Two intrepid librarians

Two intrepid librarians review the best nonfiction books for children

Friday, December 11, 2015

The Smart Girl’s Guide to Privacy: Practical Tips for Staying Safe Online by Violet Blue

The Smart Girl’s Guide to Privacy: Practical Tips for Staying Safe Online
by Violet Blue
No Starch Press. 2015
ISBN: 9781593276485
Grades 9 thru adult
I received a copy of this book from the publisher
This review reflects my opinion and not that of the Cybils YA Nonfiction Committee

Has your email, Twitter, Snapchat or other online account ever been hacked? Do you worry how easy your personal information - address, phone number, birthday, social security #  - is only a click away for anyone to find? If you feel overwhelmed with how to manage all your personal data, the this book is for you! Penned by Violet Blue, an award-winning author and investigative journalist, this tome offers tips to help keep your online self safe.

Though Blue states this book is for women, the information is spot on for anyone.

This book is packed with some serious self-defense moves. It’s designed to help you get organized so you can navigate the chaotic landscape of online privacy. You’ll learn how to look good to potential employers (or potential dates) safeguard your privacy from sleepy marketers, unethical megacorporations, scammers, stalkers, bullshit artists, and anyone who wants to silence women online.

Divided into ten chapters Blue explains the different ways you can define your boundaries. From email settings, social media and dating services to creating safe passwords for sites where credit card information is stored. Because of her background as a tech reporter, Blue is well aware of the growing phenomena of identity theft. She advices readers to regularly check their privacy settings every three months, and never save credit cards on online shopping sites like Amazon. Linking email accounts can be a disaster waiting to happen, as if always using the same prefix - vblue - for all your email addresses. To keep your passwords safe, never log in to any account using someone else's computer or smartphone.
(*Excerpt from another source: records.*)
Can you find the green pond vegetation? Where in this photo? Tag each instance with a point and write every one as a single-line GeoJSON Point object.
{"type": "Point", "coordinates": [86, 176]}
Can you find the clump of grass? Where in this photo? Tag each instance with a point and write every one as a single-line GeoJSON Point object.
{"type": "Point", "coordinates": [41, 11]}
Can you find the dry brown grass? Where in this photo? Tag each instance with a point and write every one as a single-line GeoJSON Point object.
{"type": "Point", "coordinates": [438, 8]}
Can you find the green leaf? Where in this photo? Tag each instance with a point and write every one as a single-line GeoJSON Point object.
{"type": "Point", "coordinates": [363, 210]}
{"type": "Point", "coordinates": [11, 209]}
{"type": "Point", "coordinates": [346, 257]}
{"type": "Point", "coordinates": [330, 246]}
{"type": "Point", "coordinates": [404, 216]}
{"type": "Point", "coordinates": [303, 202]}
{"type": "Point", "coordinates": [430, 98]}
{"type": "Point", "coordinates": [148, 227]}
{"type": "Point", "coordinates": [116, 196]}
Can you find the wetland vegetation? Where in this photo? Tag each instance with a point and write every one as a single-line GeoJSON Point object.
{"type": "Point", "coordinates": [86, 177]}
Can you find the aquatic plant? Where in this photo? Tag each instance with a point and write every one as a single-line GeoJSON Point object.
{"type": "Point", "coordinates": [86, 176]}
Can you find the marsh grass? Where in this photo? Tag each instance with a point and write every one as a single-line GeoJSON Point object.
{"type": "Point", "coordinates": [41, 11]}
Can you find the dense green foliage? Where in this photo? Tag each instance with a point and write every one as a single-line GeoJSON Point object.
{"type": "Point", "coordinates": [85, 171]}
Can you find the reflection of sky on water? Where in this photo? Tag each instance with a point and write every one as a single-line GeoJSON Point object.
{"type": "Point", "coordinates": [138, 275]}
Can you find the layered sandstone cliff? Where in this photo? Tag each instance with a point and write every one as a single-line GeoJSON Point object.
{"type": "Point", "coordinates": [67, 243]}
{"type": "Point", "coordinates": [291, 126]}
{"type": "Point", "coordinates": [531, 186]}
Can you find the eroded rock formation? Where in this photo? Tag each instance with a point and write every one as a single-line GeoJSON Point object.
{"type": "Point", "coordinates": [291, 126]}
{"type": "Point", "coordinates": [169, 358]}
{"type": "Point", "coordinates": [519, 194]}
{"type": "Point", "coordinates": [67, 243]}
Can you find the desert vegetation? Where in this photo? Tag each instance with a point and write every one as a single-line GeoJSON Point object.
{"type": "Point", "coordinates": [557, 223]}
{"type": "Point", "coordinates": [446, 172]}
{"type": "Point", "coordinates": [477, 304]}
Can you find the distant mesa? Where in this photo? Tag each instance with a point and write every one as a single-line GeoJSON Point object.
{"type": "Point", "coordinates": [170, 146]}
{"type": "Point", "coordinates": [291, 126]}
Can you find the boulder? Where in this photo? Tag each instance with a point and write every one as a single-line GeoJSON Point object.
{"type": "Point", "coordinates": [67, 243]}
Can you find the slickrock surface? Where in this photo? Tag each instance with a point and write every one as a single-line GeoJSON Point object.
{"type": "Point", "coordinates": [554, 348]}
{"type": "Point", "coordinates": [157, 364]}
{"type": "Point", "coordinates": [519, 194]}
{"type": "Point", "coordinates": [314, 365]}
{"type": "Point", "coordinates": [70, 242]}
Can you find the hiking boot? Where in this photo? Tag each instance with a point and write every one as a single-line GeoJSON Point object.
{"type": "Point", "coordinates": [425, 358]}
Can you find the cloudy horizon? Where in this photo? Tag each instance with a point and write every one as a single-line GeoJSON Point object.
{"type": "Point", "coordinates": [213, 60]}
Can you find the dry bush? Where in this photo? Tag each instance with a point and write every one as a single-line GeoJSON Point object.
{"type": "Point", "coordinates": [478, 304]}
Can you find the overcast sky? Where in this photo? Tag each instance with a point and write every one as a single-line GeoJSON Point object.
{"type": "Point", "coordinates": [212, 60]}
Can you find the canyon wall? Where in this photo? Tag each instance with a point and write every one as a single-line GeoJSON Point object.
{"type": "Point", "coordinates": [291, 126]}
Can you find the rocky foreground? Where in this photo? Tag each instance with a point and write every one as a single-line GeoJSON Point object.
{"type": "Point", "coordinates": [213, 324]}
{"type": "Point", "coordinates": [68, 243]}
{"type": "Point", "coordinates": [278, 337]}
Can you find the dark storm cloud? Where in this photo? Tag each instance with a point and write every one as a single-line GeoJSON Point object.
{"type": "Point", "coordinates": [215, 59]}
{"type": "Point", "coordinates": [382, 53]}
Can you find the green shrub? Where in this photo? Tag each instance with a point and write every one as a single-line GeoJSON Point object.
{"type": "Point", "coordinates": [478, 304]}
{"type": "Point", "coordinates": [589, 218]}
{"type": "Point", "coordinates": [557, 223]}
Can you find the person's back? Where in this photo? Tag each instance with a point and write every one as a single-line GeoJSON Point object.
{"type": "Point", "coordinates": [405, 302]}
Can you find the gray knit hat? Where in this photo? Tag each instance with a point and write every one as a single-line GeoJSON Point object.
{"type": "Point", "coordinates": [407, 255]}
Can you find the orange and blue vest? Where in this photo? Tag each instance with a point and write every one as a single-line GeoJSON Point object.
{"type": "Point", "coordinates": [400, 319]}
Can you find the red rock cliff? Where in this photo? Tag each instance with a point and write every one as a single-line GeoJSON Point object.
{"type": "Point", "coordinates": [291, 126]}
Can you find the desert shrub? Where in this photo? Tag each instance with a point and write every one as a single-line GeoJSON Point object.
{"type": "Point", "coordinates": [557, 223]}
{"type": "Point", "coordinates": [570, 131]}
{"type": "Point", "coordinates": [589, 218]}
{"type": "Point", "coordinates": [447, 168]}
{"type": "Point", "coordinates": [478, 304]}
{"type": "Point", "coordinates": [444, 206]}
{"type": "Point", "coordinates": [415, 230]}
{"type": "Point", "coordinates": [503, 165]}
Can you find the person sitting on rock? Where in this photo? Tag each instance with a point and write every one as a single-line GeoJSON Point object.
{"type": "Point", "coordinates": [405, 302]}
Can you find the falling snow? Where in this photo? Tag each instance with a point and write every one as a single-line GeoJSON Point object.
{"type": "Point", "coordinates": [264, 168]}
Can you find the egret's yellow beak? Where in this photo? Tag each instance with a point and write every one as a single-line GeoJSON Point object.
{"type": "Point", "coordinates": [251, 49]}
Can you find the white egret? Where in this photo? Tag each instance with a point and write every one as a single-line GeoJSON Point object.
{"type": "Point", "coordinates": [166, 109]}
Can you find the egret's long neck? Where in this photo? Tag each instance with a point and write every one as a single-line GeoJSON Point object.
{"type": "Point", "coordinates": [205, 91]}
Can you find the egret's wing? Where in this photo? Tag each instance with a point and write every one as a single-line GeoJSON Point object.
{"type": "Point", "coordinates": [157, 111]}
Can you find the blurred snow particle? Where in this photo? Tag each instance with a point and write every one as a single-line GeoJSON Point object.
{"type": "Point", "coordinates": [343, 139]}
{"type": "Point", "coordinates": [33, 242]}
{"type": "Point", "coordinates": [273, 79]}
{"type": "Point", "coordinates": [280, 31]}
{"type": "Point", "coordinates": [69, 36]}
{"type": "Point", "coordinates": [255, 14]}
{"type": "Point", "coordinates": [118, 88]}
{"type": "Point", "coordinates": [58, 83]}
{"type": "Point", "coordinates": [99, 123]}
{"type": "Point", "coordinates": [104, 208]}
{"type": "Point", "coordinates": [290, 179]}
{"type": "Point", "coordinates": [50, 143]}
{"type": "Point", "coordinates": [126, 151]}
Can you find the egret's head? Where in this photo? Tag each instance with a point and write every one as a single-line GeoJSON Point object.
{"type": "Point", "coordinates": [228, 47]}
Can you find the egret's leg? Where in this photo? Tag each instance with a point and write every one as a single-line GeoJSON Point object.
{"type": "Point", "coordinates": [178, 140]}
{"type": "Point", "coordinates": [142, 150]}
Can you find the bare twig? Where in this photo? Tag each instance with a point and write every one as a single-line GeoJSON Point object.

Chapter four explains how to take charge if a situation arises where you’ve been hacked and your private content - swimsuit shots, selfies with cleavage - turns up all over the Internet. 

Blue’s writing is straightforward, blunt and to the point. She is passionate about making sure women take charge of their online information and urges them to understand the ramifications of what they put out there, especially on social media. Be vigilant. Those horror stories you read about could happen to you.

This isn’t a book filled with technical details of how to do this and that. Instead, Blue guides readers to outside resources, such as websites or software, that is helpful. There is a resource section, divided up by chapters, at the back of the book that is very thorough. 

The Smart Girl's Guide to Privacy would be a valued resource for Internet safety courses at high school and collages.